To Your Health
July, 2019 (Vol. 13, Issue 07)
Drugged Into Dementia?
By Editorial Staff
Medication use comes with a potential price, no matter the drug; just listen to the laundry list of warnings that accompanies every TV ad for a new product. Here's one you may not have heard – or may not have realized because it's a possibility when taking any number of drugs: Medications may mess with your brain.
We're talking about dementia
– described by the Alzheimer's Association
as "a decline in mental ability severe enough to interfere with daily life." Alzheimer's disease is the most common dementia, but even memory loss, difficulty understanding things, and problems with communication and language are indicative of dementia.
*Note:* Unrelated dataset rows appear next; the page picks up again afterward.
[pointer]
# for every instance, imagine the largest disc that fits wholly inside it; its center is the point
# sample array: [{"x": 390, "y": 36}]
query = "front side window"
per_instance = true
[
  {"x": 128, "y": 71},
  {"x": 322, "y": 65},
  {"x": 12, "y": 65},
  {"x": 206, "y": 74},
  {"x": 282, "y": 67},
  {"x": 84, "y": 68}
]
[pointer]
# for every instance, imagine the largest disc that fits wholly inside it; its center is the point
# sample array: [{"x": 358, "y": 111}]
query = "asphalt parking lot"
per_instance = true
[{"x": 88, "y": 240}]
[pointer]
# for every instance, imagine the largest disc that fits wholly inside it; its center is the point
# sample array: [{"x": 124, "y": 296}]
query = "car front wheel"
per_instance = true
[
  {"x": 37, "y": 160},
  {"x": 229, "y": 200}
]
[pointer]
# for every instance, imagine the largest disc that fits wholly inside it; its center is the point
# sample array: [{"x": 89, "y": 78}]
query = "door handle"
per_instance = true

Now back to the medication issue. According to a large study in JAMA Internal Medicine, seniors who take any of several common classes of drugs are more likely to suffer dementia than seniors who don't; and the risk of dementia increases with increased drug exposure. Drug classes positively associated with dementia include anticholinergic antidepressants, antiparkinson drugs, antipsychotic drugs, bladder antimuscarinics, and antiepileptic drugs, per the study.
Considering how many older adults take multiple medications – a growing problem deemed polypharmacy – every senior or caretaker of a senior should ensure their doctor answers one important question before filling a prescription: Do I need to take this drug, or are nondrug alternatives available that are just as effective (and safer)? It's a question that could save your life or the life of someone you love.